Ali Ayad and his wife Signe Breivik, who is Norwegian, met in his family’s hotel in Abu Dis and married there. He took over running the Cliff Hotel and they lived there with their family, until the Israelis seized it.

In 2003 when they moved out to renovate the place, the Israeli military moved in and refused to let the couple return. The Israelis have built the infamous security barrier right through the property.

They are using an absentee property law to take possession, even though Israel’s attorney general has said the law should not be applied in Jerusalem.

Making matters worse are Israeli plans to build a major settlement in and around the hotel. Some jewish families have already moved in nearby.

Ali is barred from Jerusalem because he has only West Bank ID papers and has been branded a security risk. Meeting the affable dispossess Palestinian it is hard to imagine someone less threatening.

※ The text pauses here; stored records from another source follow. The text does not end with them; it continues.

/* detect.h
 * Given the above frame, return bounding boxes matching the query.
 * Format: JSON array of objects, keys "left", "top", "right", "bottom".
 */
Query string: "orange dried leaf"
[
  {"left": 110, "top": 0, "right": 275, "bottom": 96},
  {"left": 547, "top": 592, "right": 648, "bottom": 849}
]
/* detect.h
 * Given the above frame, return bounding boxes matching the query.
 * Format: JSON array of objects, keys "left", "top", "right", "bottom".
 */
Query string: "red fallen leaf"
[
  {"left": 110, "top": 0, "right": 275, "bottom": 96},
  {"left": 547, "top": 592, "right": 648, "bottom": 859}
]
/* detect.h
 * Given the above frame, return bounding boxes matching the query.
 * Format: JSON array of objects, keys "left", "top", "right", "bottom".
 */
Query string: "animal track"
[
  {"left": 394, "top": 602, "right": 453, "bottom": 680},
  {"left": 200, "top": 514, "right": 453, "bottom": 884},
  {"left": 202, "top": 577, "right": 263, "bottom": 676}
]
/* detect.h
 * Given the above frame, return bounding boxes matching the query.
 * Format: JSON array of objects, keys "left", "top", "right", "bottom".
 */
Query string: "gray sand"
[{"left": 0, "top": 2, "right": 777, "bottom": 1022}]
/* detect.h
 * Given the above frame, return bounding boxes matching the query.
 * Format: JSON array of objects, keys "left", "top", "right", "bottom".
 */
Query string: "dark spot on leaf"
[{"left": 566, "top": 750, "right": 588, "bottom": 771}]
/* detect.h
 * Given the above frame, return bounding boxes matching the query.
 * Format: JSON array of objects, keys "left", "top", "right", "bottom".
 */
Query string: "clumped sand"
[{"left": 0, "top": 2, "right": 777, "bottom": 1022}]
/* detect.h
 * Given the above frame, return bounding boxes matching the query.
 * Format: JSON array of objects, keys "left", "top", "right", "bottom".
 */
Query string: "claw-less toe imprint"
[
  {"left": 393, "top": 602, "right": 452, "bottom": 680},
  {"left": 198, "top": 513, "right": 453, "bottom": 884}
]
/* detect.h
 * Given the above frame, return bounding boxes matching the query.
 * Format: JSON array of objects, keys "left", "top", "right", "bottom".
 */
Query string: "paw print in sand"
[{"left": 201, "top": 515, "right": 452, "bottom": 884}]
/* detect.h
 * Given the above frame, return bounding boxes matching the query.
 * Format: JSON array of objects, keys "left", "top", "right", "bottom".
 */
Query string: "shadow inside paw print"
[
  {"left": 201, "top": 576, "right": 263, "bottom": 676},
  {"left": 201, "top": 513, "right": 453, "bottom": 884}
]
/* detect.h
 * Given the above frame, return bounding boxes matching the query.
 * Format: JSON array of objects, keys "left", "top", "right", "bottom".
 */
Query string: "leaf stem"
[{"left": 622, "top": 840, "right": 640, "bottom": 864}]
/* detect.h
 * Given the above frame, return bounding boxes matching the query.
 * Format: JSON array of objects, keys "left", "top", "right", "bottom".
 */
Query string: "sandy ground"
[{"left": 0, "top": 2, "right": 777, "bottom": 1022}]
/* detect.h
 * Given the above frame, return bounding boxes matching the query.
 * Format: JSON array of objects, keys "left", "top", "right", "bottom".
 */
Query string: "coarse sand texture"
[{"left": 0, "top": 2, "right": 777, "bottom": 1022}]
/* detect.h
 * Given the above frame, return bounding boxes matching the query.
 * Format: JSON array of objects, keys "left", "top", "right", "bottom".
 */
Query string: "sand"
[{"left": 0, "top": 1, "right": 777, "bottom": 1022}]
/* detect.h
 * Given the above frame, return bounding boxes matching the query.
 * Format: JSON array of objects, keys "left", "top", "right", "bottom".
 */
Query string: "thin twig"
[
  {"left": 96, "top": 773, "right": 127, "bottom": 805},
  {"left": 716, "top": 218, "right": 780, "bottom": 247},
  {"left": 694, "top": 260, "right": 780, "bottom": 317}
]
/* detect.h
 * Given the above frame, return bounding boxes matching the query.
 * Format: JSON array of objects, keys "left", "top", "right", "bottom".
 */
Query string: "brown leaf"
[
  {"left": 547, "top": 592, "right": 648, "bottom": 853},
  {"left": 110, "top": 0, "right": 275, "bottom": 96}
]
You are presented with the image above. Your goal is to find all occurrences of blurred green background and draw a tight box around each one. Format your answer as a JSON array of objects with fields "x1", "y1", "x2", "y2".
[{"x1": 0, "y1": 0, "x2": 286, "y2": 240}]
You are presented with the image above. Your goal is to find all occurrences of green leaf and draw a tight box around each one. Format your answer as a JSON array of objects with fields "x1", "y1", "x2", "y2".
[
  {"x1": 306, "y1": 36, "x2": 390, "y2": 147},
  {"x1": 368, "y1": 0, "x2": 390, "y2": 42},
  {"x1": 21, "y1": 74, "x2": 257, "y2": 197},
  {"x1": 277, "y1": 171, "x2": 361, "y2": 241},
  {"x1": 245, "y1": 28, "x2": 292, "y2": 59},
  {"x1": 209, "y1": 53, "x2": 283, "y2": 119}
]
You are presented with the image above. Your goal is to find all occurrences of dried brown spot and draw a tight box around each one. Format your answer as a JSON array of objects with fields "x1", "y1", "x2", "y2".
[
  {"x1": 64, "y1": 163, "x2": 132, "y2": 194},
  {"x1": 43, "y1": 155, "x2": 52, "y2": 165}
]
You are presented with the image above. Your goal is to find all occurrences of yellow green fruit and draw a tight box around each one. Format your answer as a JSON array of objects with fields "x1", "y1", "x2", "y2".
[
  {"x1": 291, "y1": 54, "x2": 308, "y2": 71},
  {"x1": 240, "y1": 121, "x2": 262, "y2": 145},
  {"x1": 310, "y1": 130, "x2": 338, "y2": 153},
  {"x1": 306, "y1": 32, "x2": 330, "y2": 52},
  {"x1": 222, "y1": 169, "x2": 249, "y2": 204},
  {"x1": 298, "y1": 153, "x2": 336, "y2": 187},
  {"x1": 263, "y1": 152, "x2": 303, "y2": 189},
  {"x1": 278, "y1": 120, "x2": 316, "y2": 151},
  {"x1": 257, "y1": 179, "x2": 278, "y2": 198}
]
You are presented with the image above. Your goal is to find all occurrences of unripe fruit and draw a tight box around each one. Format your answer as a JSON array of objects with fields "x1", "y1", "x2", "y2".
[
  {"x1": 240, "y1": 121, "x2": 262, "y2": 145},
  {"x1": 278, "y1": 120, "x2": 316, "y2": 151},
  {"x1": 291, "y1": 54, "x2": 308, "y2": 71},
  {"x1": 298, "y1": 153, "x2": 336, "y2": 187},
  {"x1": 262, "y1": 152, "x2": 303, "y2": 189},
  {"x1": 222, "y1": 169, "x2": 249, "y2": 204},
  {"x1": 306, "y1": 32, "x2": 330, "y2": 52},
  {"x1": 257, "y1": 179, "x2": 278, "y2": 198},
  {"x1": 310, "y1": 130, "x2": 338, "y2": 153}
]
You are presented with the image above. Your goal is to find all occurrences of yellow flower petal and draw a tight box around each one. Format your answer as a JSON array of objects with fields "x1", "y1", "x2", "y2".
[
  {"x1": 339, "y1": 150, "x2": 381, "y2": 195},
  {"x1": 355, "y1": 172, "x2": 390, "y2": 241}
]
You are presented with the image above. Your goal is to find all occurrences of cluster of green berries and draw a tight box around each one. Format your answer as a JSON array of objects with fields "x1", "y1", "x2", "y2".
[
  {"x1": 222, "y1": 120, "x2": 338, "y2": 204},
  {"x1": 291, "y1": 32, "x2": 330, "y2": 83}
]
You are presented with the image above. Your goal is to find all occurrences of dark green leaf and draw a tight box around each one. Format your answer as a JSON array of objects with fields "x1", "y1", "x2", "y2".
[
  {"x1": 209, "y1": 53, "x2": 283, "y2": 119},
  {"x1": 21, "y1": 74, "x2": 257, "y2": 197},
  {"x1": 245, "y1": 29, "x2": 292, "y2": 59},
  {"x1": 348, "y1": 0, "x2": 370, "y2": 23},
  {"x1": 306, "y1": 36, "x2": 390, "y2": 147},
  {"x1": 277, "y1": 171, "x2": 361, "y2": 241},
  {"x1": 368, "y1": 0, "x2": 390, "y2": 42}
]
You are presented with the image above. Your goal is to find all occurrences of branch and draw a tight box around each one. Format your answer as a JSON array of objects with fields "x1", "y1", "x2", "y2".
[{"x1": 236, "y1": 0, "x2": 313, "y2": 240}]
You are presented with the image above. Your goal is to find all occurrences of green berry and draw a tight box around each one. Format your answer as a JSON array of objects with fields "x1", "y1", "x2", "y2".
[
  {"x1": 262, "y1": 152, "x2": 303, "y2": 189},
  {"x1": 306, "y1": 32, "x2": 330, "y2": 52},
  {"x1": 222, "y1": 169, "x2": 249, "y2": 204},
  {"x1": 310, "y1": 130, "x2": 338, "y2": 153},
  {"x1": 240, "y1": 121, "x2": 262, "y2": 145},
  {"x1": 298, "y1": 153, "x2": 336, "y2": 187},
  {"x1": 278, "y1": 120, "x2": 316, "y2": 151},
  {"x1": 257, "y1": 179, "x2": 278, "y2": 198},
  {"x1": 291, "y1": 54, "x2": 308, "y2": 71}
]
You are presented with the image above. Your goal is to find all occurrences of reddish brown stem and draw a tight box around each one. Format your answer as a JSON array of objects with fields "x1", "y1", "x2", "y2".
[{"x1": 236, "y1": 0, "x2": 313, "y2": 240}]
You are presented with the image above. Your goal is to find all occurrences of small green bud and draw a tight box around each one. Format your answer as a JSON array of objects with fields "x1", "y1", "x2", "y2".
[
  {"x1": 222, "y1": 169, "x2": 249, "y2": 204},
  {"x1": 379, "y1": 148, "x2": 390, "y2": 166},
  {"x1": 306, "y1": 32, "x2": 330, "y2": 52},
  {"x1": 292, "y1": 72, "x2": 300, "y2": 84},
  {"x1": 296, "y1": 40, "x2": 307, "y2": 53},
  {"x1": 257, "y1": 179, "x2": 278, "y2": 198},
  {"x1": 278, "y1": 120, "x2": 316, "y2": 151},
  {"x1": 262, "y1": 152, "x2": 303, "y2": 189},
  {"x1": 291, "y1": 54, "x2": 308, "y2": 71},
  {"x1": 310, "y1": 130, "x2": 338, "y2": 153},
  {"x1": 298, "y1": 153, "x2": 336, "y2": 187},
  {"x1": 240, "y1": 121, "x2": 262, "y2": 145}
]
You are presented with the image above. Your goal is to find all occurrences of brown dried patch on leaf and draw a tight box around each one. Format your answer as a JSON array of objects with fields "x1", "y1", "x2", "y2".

He is not even allowed to attend court hearings determining the fate of his property, but remains calm and unbowed in his resolve to fight the Israelis taking his land.

“This is not an issue that I have a stubborn head. This is simple reason. It’s my own property. I did not sell it. My family did not sell it. We have no intention to give it up,” he said.

Britain’s Foreign Secretary David Miliband has intervened several times in the case of the Cliff Hotel but Israeli authorities appear to have no intention of handing it back.